El
mundo globalizado ha uniformado, lo sigue haciendo, a la sociedad. Millones de
personas vemos las mismas películas, escuchamos la misma música, vestimos de la
misma manera o soñamos con las mismas cosas.
Como
movimiento antagónico, florecen, al mismo tiempo, los cultos particulares al
propio ego, a la patria chica, que de tan chica que es ha de ser convertida en
estado propio, a la diferencia a ultranza. Como si el miedo a esa homogenización
propiciara el distinguirse del resto en lo que hiciera falta.
No
son movimientos contradictorios pero sí, al menos, paradójicos, Los mismos que
se movilizan contra, por ejemplo, la crisis económica son los mismos que
celebran una fiesta norteamericana como Halloween. Una crisis que tiene su
origen en las prácticas abusivas del capitalismo americano influye para denostar
a un país pero no en copiar, sin
solución de continuidad, todo lo que viene de ese mismo lugar del mundo.
Lo
anterior quizás sea una mera anécdota que haría las delicias de sociólogos como
Gilles Lipovetsky; esa paradoja que define a nuestra sociedad postmoderna. No lo
es cuando esa homogenización influye en las decisiones políticas hasta tal punto
que las diferencias entre izquierda y derecha han quedado pulverizadas.
Baste
un ejemplo para evidenciar lo anterior. ¿Haría algo distinto un partido de izquierda
o de derecha ante la crisis? La respuesta, por desgracia, es clara.
En
el mundo occidental, la educación sigue siendo aún uno de los escasos terrenos
ideológicos dónde es aún posible marcar la diferencia entre una tendencia política
de un signo o de otro, Esto, tarde o temprano, dejará de ser así y el proceso de
globalización eliminará, en este terreno, las diferencias.
Pero
mientras esto ocurra, seguiremos convirtiendo la educación en una cuestión política.

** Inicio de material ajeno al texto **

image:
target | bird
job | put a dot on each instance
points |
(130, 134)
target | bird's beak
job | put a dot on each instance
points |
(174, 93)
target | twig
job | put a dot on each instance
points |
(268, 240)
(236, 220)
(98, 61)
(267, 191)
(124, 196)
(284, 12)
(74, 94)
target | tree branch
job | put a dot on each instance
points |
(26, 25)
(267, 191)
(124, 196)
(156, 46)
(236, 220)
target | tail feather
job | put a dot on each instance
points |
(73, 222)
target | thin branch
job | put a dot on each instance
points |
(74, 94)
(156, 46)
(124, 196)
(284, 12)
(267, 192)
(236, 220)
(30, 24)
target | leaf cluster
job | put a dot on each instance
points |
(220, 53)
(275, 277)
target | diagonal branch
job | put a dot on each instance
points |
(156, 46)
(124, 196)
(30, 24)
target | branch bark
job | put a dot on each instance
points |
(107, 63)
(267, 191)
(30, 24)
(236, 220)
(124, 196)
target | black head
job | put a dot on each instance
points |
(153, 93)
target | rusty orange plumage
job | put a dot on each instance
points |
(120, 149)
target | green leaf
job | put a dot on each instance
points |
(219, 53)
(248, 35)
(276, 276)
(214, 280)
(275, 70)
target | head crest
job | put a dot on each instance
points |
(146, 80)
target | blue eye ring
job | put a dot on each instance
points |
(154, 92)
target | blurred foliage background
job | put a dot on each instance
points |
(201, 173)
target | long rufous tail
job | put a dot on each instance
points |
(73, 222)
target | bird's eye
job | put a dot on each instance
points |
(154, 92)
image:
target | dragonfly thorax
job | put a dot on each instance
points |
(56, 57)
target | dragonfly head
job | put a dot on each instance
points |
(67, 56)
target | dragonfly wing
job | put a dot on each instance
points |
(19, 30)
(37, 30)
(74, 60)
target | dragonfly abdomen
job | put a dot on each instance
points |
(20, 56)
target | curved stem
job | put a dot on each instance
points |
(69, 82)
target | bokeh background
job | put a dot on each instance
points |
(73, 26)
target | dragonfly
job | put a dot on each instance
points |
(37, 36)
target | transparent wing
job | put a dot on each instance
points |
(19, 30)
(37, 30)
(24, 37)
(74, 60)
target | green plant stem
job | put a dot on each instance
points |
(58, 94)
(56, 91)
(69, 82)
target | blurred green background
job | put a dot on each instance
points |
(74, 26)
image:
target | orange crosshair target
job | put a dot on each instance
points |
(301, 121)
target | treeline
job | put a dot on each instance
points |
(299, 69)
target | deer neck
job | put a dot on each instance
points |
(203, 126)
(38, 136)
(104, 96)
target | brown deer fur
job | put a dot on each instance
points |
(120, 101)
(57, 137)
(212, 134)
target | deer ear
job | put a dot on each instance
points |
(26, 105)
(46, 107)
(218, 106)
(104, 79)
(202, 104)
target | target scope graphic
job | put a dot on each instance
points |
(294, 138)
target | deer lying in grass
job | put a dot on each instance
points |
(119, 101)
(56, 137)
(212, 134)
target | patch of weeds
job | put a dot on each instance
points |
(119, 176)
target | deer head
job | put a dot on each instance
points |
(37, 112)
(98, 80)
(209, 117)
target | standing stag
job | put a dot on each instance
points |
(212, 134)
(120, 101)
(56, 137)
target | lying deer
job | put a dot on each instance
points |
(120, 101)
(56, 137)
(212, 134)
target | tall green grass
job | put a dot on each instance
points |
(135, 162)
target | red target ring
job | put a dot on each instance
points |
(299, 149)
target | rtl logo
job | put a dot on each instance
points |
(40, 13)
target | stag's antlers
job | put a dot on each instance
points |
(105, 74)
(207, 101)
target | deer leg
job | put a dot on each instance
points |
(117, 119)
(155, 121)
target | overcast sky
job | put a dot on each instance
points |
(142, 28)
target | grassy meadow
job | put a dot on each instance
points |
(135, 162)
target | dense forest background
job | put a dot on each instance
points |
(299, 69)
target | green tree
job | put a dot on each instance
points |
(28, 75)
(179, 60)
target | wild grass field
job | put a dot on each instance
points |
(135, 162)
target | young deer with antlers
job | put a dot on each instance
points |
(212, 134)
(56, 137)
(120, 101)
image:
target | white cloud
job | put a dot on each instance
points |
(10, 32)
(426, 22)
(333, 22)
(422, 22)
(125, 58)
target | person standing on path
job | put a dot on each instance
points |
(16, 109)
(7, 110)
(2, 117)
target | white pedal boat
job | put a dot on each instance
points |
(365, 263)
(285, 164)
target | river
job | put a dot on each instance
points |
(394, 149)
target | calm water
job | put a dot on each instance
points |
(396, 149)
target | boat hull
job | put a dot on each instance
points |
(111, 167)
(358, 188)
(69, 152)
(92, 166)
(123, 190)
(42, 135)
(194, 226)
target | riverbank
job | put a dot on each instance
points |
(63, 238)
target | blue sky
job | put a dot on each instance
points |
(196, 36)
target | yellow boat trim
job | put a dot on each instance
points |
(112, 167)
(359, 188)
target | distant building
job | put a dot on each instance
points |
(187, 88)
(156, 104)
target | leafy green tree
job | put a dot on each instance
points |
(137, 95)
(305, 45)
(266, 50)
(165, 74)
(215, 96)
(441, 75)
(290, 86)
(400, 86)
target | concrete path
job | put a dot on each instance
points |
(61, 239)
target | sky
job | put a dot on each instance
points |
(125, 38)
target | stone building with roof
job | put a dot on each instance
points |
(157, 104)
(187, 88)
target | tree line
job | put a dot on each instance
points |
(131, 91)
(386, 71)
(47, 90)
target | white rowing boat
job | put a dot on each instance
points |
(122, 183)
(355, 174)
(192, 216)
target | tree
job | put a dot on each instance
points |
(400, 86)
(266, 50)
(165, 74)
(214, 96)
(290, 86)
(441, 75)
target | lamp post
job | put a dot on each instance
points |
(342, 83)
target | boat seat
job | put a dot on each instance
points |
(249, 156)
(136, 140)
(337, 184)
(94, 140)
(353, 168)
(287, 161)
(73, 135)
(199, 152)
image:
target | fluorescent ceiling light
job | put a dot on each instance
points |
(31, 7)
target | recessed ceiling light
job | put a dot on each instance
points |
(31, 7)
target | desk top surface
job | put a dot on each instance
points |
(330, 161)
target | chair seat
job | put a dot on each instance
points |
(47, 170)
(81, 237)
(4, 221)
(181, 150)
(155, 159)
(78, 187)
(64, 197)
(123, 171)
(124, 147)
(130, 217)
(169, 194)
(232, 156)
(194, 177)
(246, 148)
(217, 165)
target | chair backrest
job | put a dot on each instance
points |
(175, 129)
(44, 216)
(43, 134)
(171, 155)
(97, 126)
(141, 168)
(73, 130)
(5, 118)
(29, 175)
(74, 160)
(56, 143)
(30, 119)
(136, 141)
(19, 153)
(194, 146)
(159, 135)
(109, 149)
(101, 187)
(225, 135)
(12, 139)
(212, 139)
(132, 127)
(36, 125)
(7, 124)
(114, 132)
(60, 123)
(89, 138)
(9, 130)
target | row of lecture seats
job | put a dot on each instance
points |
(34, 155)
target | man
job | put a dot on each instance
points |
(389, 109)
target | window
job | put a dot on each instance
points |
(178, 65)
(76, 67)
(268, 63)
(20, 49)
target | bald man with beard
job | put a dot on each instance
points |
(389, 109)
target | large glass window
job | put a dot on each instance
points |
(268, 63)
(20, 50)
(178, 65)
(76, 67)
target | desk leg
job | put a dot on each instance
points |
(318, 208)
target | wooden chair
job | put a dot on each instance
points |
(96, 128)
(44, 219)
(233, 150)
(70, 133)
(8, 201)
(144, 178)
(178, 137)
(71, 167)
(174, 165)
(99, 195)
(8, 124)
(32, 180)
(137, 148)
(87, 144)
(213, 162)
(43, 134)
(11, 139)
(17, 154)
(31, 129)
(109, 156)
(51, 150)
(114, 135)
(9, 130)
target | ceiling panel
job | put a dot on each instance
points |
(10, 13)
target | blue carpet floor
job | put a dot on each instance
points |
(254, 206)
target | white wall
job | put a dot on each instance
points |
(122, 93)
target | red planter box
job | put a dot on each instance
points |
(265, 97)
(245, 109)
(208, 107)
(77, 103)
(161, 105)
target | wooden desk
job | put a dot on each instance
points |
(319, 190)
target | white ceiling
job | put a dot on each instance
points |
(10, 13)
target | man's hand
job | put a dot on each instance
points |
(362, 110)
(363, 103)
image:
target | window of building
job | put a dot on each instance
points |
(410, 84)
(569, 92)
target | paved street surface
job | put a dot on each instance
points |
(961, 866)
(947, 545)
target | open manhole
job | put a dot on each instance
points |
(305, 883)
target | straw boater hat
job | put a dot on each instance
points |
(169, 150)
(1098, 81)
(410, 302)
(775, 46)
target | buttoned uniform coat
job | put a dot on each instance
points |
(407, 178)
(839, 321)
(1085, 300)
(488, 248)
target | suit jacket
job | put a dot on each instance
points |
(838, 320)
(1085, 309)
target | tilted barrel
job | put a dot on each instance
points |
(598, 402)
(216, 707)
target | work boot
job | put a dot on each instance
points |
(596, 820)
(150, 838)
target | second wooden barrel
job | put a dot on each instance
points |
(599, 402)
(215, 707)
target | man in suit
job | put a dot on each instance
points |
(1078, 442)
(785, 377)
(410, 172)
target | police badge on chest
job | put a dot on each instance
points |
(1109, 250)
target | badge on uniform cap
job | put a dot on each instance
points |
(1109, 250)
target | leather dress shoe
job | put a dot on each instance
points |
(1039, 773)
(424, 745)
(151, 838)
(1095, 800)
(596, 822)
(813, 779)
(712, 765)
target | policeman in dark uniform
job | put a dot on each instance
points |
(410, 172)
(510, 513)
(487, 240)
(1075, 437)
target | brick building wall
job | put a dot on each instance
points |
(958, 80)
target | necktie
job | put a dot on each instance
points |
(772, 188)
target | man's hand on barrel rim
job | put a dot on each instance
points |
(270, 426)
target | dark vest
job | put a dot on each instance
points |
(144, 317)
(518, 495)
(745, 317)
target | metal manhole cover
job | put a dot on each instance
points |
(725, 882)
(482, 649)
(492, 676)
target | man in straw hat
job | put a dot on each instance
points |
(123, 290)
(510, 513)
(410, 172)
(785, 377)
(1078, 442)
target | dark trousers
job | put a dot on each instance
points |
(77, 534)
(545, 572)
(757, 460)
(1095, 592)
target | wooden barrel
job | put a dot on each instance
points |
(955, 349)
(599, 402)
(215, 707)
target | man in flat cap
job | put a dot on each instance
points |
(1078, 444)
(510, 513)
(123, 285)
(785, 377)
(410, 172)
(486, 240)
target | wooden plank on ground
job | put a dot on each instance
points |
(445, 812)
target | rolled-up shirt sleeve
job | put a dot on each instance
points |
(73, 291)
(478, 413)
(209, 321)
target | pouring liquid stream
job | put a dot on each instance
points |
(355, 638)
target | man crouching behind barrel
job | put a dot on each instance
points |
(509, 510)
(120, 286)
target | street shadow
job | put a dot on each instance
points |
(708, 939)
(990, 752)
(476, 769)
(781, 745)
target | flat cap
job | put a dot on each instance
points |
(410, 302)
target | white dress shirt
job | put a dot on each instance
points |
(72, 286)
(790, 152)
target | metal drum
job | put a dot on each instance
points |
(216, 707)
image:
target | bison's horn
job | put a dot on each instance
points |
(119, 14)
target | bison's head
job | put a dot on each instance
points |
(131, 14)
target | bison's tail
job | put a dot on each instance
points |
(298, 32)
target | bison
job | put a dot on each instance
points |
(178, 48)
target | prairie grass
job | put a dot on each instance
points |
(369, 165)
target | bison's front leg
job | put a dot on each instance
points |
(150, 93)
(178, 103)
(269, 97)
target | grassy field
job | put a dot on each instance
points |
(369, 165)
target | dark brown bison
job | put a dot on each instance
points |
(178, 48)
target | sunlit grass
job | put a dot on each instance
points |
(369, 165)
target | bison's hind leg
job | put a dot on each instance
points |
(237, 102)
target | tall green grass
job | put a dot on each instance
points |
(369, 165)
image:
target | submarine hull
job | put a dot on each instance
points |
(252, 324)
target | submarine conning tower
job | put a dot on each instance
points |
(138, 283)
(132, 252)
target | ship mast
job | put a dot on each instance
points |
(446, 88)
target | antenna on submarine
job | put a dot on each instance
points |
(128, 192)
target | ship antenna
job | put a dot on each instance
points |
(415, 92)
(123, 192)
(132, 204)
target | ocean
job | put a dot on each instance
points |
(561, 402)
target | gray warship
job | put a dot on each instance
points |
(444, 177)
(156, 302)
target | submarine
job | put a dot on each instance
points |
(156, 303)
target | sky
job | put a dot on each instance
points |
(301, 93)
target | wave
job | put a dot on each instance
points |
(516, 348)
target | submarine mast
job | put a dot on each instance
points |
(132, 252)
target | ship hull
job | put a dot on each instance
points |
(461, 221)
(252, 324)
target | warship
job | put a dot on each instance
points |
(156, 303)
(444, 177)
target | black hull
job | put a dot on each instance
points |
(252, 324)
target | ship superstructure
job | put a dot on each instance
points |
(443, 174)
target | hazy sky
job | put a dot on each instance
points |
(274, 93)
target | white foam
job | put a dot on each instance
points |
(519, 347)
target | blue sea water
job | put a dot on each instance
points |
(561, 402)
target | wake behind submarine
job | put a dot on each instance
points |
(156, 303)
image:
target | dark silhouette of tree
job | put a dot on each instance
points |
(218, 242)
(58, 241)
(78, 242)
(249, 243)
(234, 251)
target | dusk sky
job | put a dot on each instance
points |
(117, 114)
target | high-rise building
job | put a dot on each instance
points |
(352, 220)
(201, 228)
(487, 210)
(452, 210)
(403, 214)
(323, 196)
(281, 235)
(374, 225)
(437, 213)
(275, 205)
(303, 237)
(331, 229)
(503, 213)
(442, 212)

Y así, nos luce el pelo. En España, no hay políticas educativas sino que se hace
política de la educación.
Y todo
esto ¿por qué? ¿Para mejorar el aprendizaje de los niños? Para nada. Sólo para marcar
la diferencia con el otro.
El actual
borrador de la LOMCE, de un plumazo, pretende hacer retornar a la filosofía a la
caverna. Allí donde reinan las apariencias y la verdad es confundida con las sombras.
Lo peor de este error no es eso. Lo peor es que se hace por una insensata necesidad de distinguirse
de lo que ya había.
Si
la LOMCE fuera Matrix y Neo fuera la filosofía, Morfeo –metáfora de la clase política-
le hubiera ofrecido al protagonista de la trilogía unas anteojeras para esconderse
de sí mismo y no las dos famosas pastillas.